Di samping penegakan aturan, faktor profesionalisme dan idealisme anggota kepolisian juga memegang peran penting untuk mencegah penyalahgunaan barang bukti.

Dalam kasus Teddy Minahasa, tak bisa dipungkiri bahwa ada relasi antara senior-junior atau atasan-bawahan.

Alhasil, anak buah Teddy, misalnya AKBP Dody Prawiranegara dan polisi lain di bawahnya, ikut terlibat bahkan membantu peredaran narkoba.

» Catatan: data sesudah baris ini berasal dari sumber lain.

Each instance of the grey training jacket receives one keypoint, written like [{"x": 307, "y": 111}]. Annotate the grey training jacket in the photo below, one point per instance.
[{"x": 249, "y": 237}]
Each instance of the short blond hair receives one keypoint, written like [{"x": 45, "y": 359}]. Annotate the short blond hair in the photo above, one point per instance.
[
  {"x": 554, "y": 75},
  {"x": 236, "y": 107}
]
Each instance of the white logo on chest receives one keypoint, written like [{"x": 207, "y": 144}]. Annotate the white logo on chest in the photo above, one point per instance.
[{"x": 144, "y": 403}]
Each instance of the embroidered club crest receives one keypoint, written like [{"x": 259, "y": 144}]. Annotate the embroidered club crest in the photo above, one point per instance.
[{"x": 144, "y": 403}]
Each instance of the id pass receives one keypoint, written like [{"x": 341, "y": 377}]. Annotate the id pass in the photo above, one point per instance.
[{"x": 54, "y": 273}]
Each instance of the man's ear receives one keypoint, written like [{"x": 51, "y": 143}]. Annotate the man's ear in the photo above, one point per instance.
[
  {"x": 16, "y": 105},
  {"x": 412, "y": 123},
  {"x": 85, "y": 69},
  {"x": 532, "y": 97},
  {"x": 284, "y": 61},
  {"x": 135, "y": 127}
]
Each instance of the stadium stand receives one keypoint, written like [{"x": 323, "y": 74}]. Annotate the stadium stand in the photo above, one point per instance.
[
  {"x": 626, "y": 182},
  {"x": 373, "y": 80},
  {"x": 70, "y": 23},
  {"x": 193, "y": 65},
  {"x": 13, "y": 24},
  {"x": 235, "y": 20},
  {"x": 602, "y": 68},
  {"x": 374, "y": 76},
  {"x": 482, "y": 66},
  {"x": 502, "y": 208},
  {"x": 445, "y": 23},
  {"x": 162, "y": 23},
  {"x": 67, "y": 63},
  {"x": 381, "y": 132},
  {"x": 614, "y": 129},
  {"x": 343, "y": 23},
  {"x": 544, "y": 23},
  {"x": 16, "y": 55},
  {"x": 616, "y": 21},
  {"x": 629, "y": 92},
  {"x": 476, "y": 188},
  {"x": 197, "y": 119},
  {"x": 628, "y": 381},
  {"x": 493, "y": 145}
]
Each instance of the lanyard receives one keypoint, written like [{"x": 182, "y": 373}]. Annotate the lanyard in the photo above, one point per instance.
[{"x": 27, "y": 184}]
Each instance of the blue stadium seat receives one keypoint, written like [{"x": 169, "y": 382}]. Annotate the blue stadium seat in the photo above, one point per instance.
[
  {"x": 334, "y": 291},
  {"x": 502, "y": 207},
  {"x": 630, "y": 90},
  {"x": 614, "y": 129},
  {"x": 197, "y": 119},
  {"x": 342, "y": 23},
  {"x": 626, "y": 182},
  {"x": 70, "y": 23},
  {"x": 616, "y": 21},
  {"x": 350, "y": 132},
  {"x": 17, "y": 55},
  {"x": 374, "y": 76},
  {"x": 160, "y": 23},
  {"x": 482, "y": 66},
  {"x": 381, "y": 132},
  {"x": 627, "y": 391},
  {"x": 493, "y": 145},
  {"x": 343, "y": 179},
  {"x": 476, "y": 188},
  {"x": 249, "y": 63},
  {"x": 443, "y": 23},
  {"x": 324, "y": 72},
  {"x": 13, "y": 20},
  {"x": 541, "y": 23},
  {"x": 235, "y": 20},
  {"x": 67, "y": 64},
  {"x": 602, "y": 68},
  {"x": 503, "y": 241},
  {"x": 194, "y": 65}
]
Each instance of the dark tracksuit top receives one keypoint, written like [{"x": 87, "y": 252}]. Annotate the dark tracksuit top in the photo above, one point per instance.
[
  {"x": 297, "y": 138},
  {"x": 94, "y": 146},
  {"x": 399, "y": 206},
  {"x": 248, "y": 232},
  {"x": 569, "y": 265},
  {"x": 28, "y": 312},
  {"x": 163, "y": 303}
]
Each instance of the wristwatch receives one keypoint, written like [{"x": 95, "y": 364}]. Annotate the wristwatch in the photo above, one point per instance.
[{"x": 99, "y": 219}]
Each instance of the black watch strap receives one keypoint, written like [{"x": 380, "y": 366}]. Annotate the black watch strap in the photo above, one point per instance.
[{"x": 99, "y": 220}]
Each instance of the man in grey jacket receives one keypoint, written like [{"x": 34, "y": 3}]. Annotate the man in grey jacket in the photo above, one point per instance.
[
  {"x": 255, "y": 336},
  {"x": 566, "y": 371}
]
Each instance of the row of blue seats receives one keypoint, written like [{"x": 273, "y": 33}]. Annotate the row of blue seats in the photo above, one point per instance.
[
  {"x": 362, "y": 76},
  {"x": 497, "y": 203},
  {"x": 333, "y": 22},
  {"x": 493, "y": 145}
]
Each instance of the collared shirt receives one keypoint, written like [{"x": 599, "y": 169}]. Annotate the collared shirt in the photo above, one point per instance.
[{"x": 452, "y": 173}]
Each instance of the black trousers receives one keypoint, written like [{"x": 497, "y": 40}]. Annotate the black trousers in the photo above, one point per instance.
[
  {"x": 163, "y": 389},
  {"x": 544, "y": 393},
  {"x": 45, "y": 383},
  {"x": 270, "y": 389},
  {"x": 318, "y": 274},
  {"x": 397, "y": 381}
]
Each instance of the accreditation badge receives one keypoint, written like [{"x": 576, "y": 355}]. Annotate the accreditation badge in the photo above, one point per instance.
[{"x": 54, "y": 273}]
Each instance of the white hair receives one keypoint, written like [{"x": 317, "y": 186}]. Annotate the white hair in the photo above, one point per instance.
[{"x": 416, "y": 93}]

"Iya, memang fakta itu yang terjadi. Terkait dengan kultur yang militeristik, taat pada atasan, 'siap jenderal', itu kan masih melekat di kepolisian," ujar Bambang.

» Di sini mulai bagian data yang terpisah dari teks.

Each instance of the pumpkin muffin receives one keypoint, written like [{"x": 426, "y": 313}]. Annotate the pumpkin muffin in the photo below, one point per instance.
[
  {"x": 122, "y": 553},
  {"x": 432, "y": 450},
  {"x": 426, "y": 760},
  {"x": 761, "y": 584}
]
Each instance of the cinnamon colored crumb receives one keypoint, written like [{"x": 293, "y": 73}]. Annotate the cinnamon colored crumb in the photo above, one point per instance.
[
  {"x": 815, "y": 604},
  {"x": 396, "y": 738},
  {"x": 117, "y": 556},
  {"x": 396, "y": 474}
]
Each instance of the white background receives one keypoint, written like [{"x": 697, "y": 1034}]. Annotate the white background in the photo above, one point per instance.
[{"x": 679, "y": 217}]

Baca juga: Belajar dari Kasus Teddy Minahasa, Pengamat Sebut Aturan Penyimpanan Barang Bukti Narkoba Perlu Direvisi

Kondisi ini dipengaruhi adanya kecenderungan bawahan atau junior segan menolak perintah atasan. Budaya ini telah terbentuk sejak lama, bahkan sudah dipupuk ketika anggota mengenyam pendidikan di akademi.

Kedekatan antara senior dengan junior, kata Bambang, juga kerap menentukan apakah seorang anggota kepolisian dapat dipromosikan untuk naik jabatan.

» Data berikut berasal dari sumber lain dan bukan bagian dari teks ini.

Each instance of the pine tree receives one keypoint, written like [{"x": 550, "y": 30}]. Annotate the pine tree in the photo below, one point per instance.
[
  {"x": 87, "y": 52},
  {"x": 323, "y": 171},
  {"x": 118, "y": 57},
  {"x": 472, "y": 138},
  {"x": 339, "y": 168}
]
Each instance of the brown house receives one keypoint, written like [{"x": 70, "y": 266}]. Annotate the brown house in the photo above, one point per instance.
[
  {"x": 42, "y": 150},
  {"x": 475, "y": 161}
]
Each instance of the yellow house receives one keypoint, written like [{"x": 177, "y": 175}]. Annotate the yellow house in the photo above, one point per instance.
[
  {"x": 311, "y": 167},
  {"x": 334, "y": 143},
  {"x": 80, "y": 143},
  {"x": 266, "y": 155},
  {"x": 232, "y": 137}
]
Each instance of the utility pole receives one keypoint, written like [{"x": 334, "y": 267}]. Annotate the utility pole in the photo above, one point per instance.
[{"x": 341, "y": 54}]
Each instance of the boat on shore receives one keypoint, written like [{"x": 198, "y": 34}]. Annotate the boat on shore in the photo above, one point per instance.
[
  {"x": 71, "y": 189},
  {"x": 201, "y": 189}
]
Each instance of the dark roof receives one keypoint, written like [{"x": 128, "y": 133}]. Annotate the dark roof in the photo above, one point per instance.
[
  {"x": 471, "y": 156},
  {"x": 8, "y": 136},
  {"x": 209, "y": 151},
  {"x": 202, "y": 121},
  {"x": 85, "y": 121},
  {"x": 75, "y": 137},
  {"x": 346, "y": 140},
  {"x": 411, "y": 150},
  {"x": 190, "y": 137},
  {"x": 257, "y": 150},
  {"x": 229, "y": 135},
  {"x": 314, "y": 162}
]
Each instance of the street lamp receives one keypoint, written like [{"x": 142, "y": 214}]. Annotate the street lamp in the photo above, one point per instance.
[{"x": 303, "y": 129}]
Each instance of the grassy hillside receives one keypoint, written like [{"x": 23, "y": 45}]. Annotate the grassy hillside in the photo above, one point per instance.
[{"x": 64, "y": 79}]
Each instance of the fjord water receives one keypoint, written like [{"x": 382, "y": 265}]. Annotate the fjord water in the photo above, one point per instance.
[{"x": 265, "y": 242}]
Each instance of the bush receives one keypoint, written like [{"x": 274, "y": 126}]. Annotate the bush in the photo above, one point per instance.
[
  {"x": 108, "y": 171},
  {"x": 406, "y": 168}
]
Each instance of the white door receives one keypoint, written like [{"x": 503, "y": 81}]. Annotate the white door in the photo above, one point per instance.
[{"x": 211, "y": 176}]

"Karena sering kali promosi-promosi jabatan relatif hanya berdasarkan kedekatan. Kedekatan tidak melalui merit sistem yang mengedepankan kompetensi, kualitas," papar Bambang.

"Makanya dalam kesaksian Teddy Minahasa, pernah juga terungkap bahwa penjualan sabu itu untuk promosi AKBP Dody. Seperti itu kan untuk membiayai," lanjut dia.

Baca juga: Kasus Teddy Minahasa dan Kultur Senior-Junior di Polri yang Sulit Hilang...

Hal senada disampaikan Ketua Indonesia Police Watch (IPW) Sugeng Teguh Santoso.

Menurut Sugeng, junior atau bawahan cenderung acapkali tak berani menolak perintah senior karena khawatir tersingkirkan.

Situasi ini bahkan membuat para junior atau bawahan menyampingkan kesadaran bahwa perintah yang diberikan merupakan pelanggaran, bahkan tindak pidana.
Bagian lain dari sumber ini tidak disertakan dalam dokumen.